La clasificación reportada en el exoma clínico debe correlacionarse con la clínica. Solo una proporción de las variantes exómicas han sido confirmadas como patogénicas, ya sea a través de estudios clínicos, pruebas funcionales o estudios poblacionales. La amplitud de fenotipos se correlaciona con la proporción de VUS encontradas en múltiples exomas. Por ejemplo, en el caso de estudios dirigidos a causas genéticas de cáncer de ovario y mama, alrededor del 40 % de las variantes identificadas, en panel dirigidos, son VUS (16), en contraste, en las series de pacientes afectados por enfermedades neuromusculares las VUS alcanzan hasta un 53 % (17). El estatus de las VUS puede cambiar con el tiempo, a medida que se correlacionan las variables con los fenotipos. A su vez los fenotipos también varían con el tiempo, haciéndose cada vez más específicos y relacionados con sus bases genéticas (18).

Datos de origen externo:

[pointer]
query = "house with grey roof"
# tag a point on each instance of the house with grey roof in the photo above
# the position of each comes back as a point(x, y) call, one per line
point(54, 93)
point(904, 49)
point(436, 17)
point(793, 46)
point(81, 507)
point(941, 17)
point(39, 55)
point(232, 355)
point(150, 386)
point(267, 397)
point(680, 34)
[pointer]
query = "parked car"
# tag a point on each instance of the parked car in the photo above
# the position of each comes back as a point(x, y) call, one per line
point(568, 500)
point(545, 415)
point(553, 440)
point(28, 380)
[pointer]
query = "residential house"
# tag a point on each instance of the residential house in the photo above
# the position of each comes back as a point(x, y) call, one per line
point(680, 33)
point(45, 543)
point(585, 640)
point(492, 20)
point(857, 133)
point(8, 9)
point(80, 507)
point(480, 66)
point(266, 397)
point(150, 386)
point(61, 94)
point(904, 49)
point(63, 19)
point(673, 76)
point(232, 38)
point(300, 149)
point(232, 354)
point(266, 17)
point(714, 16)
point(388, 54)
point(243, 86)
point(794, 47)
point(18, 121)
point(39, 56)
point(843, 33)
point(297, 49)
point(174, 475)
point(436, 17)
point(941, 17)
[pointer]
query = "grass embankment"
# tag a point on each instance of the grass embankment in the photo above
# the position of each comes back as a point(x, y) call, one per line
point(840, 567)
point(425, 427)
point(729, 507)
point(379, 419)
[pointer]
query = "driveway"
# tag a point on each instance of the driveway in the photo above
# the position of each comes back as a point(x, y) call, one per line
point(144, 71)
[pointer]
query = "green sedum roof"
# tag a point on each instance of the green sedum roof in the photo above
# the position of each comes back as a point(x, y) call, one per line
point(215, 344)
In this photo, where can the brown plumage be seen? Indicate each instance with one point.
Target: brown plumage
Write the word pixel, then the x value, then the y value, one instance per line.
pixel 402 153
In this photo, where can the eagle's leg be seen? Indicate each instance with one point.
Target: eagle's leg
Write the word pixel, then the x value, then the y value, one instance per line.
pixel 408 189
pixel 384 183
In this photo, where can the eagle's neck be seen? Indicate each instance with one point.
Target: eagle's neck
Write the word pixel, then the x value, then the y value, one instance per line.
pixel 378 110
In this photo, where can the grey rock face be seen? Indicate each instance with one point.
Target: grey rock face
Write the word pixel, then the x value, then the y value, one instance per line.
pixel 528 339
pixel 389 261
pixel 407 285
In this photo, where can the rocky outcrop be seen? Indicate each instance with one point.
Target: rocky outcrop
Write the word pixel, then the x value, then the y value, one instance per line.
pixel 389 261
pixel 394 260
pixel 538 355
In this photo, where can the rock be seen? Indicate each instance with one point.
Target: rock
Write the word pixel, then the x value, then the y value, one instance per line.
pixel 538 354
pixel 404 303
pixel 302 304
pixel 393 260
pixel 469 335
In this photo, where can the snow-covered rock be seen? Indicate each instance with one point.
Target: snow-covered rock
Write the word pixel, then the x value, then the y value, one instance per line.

La correlación entre fenotipo y genotipo se actualiza en las bases de datos en donde se consulta el estatus de las variables. El reanálisis del exoma verifica si las variables, como las VUS, cambian de estatus. Por ejemplo, de VUS a probablemente patogénica o a variante patogénica. El reanálisis es una actividad que los proveedores de DM hacen constantemente a partir de recursos bioinformáticos, reporte de comunidades de usuarios (ej. VARSOME) y reportes de la literatura científica, fuentes a partir de las cuales se actualizan bases de datos como Human Gene Mutation Database (HMD), ClinVAR o la base Leiden Open Variation Database (LOVD) (19-21). En la práctica clínica, la solicitud de reanálisis del exoma se hace cada seis a doce meses, dependiendo de la evolución clínica o la presentación de nueva sintomatología (22).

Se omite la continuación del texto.